From The Imaginative Conservative:
Indeed, as with St. Augustine as the barbarians tore through Rome’s gate on August 24, 410, at midnight, Tolkien looked out over a ruined world: a world on one side controlled by ideologues, and, consequently, a world of the Gulag, the Holocaust camps, the Killing fields, and total war; on the other: a world of the pleasures of the flesh, Ad-Men, and the democratic conditioners to be found, especially, in bureaucracies and institutions of education. Both east and west had become dogmatically materialist, though in radically different fashions. In almost all ways, the devastation of Tolkien’s twentieth-century world was far greater than that of St. Augustine’s fifth-century world. At least barbarian man believed in something greater than himself. One could confront him as a man, a man who knew who he was and what he believed, however false that belief might be. “I sometimes wonder,” C.S. Lewis once mused, “whether we shall not have to re-convert men to real Paganism as a preliminary to converting them to Christianity.”[4] Twentieth-century man, led by fanatic ideologies, used state-sponsored terror to murder nearly 200 million persons outside of war. War in the same century claimed another 38.5 million persons.[5] Simply put, the blood ran frequently and deeply between 1914 and Tolkien’s death in 1973.Share
Despite the fifteen centuries separating the lives of the two men, Tolkien’s own world view closely paralleled that of St. Augustine’s, and the attentive reader finds much in common between the City of God and Tolkien’s larger mythology of Middle-earth. Tolkien would have received his understanding of St. Augustine from his boyhood upbringing in the Birmingham Oratory, founded by the most famous nineteenth-century convert to Roman Catholicism, John Henry Newman. After Tolkien’s mother passed away in 1904, Father Francis Morgan, a priest of the Oratory and friend of Newman’s, became Tolkien’s legal guardian.[6] Certainly, St. Augustine had influenced Newman in a number of ways.

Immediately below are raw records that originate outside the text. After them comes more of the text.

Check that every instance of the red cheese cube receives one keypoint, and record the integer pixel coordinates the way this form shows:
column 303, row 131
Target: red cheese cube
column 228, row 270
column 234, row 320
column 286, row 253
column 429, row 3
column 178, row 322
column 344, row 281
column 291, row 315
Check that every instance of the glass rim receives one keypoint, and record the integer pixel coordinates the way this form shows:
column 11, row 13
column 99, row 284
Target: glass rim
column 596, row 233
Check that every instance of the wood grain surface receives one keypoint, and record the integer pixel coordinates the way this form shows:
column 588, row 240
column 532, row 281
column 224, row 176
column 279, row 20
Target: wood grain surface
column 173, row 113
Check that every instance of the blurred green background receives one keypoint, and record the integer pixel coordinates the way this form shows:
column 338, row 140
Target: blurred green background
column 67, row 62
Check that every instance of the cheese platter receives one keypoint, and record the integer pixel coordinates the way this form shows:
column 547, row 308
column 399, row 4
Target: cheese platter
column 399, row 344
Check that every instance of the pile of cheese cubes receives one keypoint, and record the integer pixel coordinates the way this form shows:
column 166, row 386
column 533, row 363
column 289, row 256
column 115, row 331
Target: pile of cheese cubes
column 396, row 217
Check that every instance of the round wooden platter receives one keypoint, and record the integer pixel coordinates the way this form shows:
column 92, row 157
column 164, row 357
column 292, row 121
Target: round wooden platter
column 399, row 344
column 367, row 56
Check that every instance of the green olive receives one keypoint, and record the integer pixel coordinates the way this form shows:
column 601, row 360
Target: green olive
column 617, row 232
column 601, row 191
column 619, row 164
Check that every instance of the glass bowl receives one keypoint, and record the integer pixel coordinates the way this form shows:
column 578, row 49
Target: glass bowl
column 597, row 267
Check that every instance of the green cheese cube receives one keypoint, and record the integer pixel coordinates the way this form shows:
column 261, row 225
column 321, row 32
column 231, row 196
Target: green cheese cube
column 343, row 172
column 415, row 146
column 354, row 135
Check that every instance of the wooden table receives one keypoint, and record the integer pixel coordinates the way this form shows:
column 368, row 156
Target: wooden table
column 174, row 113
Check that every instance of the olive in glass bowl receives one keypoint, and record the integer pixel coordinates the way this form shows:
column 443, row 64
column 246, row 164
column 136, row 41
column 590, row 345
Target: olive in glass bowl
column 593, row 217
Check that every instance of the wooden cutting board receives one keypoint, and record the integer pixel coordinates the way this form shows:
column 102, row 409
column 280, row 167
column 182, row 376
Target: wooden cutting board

In his Apologia, for example, Newman admitted that “the main Catholic doctrine of the warfare between the City of God and the powers of darkness had been deeply imposed upon” him. To Newman, nineteenth-century liberalism and philosophic utilitarianism were the harbingers of a secular, modern City of Man, and God would not stay his wrath. “A confederacy of evil, marshalling its hosts from all parts of the world, organizing itself, taking its measures, enclosing the Church of Christ as in a net, [was] preparing the way for a general Apostacy from it,” Newman feared in 1838.[7] Though the Cardinal never lived to see his fears realized, Tolkien did. Tolkien even experienced the horrors of modernity first hand in the trenches at the Somme. (Read more.)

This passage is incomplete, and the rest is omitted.